Contrasted against centuries of what seems to be an obsession by many with describing the sacrament mechanically, Anglicans early on lifted up their eyes to the heights. The meaning and purpose of the sacrament has everything to do with what it is, with what the elements become for us. The emphasis is on grace.

The words of Christ that we call “the words of institution” do not begin with “This is my body…This is my blood.” Rather, they begin with, “Take eat…Drink ye all of this (or “Drink this all of you”).” This point seems obvious, but it seems also to need highlighting. Of what value is the Lord’s Supper “reserved, carried about, lifted up, or worshipped,” compared to, or in absence of, the grace received by partaking of the sacrament with genuine faith? It may be argued that the Article does not forbid reservation or lifting up of the sacrament, or carrying it about. Indeed, reserving it primarily to be received by those to whom it must indeed be carried, is perfectly consistent with the theology taught in the Article, and also by Hooker in Book V. But, what is positively stated in Anglican teaching is the value of receiving the sacrament “rightly, worthily, and with faith.” That is why the Book of Common Prayer added an additional name to the service itself, “The Holy Communion.”

1.      The Laws of Ecclesiastical Polity, Book V, 50.3
2.      ibid
3.      Book V 54.5
4.      Book V 67.6
5.      II Peter 1:4
6.      Specifically in this verse, koinonos.
7.      Book V 67.11
8.      ibid


Derril said...

Thank you many times to the authors of this series on the Articles of Religion.

Based on my twenty-five years in the ACC and as a life-long Anglican, it seems there are two related issues of great importance to Continuing Anglicans today.

1. The necessity of our people being urged to make personal preparations before receiving the Body and Blood of our Lord. In this regard, in my youth I was urged to use a pamphlet titled "Preparation for Holy Communion and Thanksgiving After Communion" originally published by Parish Press.

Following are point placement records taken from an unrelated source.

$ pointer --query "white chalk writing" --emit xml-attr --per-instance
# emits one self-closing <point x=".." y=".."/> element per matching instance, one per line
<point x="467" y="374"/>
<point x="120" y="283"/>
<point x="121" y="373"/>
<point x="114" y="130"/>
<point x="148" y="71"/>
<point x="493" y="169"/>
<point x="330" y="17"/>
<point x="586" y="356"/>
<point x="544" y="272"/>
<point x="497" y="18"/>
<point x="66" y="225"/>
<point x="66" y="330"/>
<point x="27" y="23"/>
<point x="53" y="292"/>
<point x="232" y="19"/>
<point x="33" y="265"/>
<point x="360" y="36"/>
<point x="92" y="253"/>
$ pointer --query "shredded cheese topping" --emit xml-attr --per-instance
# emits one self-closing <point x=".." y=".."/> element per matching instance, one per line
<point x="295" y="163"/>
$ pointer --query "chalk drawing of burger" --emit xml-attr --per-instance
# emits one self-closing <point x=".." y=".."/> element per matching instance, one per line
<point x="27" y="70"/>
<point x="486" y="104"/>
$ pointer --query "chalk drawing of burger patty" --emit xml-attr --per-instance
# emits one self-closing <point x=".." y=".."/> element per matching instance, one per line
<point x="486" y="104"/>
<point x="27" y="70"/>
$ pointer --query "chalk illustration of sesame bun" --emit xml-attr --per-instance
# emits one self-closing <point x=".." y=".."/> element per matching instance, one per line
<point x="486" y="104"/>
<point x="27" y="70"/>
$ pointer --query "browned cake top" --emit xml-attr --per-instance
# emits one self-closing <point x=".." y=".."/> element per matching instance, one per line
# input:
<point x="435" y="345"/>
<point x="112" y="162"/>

2. This issue of open Communion. Certainly this has not been a part of classical Anglicanism and to the best of my knowledge is not condoned in the Continuing Churches. But it has been part of the Episcopal Church for a few decades and, accordingly, affects church bodies like the recently formed ACNA. It seems to me this is an important issue with respect to relations between us and ACNA - along with other well-known issues.

Anonymous said...

Allow me to echo Demi's many thanks!

As possibly useful, I note:

Available at the Internet Archive are:

John Johnson's Theological Wotks (Oxford:Parker, 1847), including The Unbloody Sacrifice;

Moule's 1895 edition of Ridley's Btirf Declatation of the Lord's Supper (including an abridged translation of Retramnus);

editions of Ridley's Works, etc.;

both an original 1550 edition and Todd's 1825 edition of Cranmer's Defence of the True and Catholic Doctrine of the Sacrament;

Cox's 1844 editions of Writings and Disputations of Thomas Cranmer relative to the Sacrament;

editions of Cranmer's Works, etc. (I have not as yet looked for the other authors/works mentioned by Archbishop Peter Robinson).

In the background to Demi's second point is the Kikuyu controversy of exactly a century ago, and its aftermath, with more recent Canon law as to what openness there is on what terms in the Church of England: perhaps a expository post on all this would be helpful!

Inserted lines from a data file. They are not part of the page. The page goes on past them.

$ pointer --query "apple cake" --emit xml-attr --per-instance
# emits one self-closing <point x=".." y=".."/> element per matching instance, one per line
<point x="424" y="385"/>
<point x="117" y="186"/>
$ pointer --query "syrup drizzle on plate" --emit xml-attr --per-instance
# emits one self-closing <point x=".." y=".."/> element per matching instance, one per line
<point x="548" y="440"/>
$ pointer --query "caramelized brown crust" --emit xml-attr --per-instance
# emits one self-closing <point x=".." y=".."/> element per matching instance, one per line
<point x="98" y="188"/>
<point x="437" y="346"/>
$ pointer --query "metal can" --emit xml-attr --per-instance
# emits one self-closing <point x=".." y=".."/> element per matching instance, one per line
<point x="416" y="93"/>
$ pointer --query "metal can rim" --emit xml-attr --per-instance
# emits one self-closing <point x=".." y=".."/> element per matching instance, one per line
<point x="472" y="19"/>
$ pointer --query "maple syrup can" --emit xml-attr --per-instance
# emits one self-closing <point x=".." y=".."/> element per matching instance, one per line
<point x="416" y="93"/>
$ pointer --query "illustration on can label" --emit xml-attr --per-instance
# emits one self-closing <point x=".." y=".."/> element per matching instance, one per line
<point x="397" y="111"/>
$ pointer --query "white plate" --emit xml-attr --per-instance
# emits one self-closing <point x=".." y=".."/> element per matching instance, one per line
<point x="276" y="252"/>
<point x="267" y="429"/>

St. Thomas Aquinas in treating Transubstantiation is clearly concerned with avoiding dangers of idolatry; Luther, in the Babylonian Captivity argues it is easy to worry too much about dangers of idolatry; the Consensus Tigurinus and the Heidelberg Catechism are very concerned with such dangers, and do not seem obviously moderate in the dismissive way in which they implicitly condemn Luther as thoroughly as (explicitly) 'Rome'.

Perhaps you could someday post on the matter of idolatry and the Eucharist (not least with reference to the last paragraph of Article 28)?